These deficits are conventionally attributed to limitations in LLM planning and reasoning. Even dedicated computer-use models [3] have focused primarily on improving reasoning capabilities, yet the agent-human gap persists. We propose an alternative hypothesis: the primary bottleneck resides not in the reasoning layer but in the perception tools that connect the agent to its visual environment. A desktop agent that requires 30 milliseconds to capture a screen region, 20 seconds to extract text via OCR, and 10 seconds to determine the state of a UI control is fundamentally constrained regardless of the quality of its downstream reasoning.
This paper reports eight concrete, measured improvements to the perception layer of a production Windows desktop agent. Each improvement was benchmarked under controlled conditions with a minimum of n=100 iterations for timing-critical measurements and n=5 iterations for computationally expensive operations (OCR), and every result was independently reproduced by a separate evaluation agent.
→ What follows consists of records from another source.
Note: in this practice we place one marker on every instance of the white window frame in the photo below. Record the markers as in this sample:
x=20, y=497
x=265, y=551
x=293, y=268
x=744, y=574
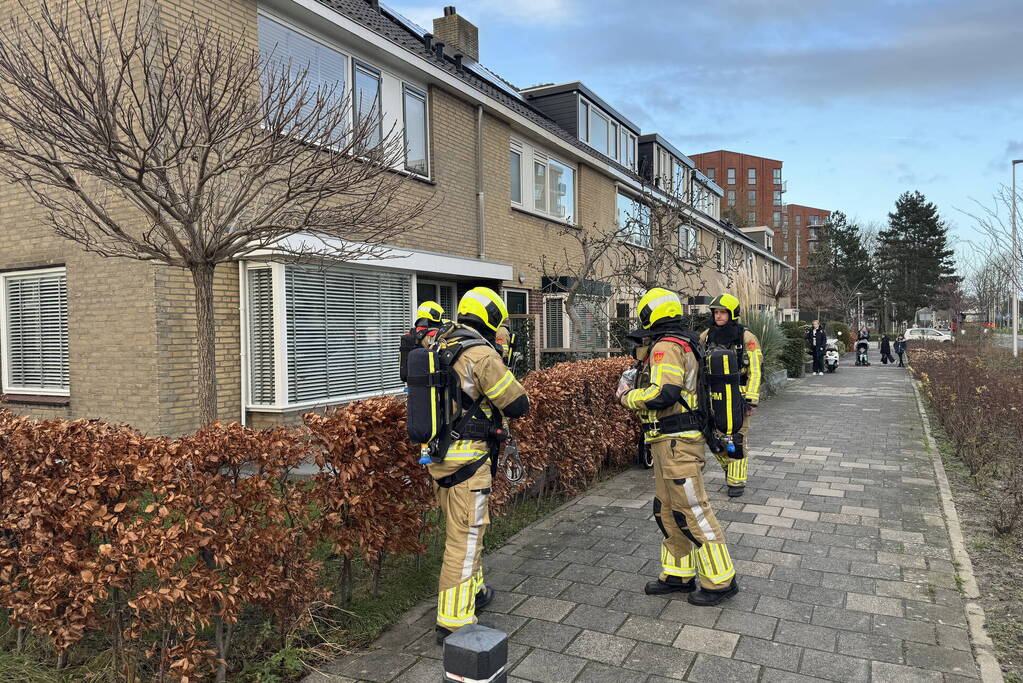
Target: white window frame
x=5, y=385
x=280, y=379
x=688, y=246
x=623, y=153
x=409, y=89
x=530, y=154
x=392, y=86
x=567, y=339
x=516, y=290
x=629, y=238
x=449, y=314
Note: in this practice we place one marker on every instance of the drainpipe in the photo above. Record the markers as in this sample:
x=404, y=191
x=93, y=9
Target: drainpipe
x=243, y=322
x=481, y=226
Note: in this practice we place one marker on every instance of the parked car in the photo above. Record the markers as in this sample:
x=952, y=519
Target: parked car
x=928, y=334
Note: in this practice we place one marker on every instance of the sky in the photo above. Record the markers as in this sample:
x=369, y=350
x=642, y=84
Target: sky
x=861, y=100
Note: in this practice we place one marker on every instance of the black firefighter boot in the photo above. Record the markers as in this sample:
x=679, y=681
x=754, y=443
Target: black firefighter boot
x=672, y=585
x=709, y=598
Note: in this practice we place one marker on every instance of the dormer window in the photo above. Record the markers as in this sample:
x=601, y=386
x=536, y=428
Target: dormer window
x=606, y=135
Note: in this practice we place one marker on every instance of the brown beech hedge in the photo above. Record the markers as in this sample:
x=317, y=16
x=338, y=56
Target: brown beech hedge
x=163, y=542
x=977, y=396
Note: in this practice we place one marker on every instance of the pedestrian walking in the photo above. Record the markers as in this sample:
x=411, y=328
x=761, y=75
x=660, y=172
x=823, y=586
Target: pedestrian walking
x=886, y=351
x=900, y=349
x=816, y=339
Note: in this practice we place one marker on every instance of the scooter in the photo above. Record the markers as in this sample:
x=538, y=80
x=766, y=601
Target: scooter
x=831, y=358
x=861, y=348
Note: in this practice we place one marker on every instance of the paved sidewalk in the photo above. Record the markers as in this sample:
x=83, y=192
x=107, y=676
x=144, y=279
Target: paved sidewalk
x=840, y=545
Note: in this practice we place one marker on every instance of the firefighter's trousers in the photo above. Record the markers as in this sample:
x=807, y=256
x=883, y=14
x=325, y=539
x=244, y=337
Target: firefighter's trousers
x=736, y=469
x=466, y=513
x=694, y=544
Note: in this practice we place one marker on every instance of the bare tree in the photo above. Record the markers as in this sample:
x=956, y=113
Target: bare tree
x=662, y=245
x=993, y=222
x=187, y=148
x=777, y=285
x=578, y=265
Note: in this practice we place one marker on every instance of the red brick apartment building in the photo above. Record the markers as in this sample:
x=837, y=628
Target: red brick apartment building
x=753, y=186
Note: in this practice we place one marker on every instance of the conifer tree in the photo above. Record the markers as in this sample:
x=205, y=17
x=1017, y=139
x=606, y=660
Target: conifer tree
x=914, y=259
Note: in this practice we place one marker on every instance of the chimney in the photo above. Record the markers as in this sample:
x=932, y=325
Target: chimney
x=459, y=34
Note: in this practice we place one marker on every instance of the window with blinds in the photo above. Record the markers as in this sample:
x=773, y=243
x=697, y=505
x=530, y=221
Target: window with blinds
x=554, y=323
x=35, y=344
x=592, y=315
x=283, y=47
x=262, y=390
x=343, y=325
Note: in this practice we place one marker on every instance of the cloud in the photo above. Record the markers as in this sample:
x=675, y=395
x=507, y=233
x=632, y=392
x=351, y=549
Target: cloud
x=810, y=50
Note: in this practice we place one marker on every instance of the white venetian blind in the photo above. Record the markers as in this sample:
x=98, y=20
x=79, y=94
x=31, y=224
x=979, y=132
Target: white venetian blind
x=37, y=331
x=343, y=327
x=261, y=356
x=554, y=319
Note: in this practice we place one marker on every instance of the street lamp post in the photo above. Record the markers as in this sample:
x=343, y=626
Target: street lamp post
x=1016, y=270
Our contributions are as follows:
- A rigorous benchmarking methodology employing independent cross-validation agents with statistical reporting including confidence intervals, sample sizes, and effect sizes
- Eight perception improvements spanning capture, structural automation, window monitoring, token compression, OCR optimization, perception fusion, semantic browser automation, and Set-of-Mark visual grounding
- An end-to-end pipeline decomposition identifying OCR as the dominant bottleneck at approximately 84-90% of total execution time
- A novel eight-layer semantic browser automation architecture (ScreenMemory) achieving zero-pixel navigation
- Evidence that tool-level improvements may be more impactful than model-level advances for closing the agent-human performance gap
Implementation: The perception stack comprises several key modules:
– Screen capture:core/capture.py—DXGICapturewith platform-native screen capture via GDI BitBlt (mss library), achieving 5–22 ms per frame depending on region size
– OCR engine:core/ocr.py— 3-tier OCR (RapidOCR > PaddleOCR > Tesseract)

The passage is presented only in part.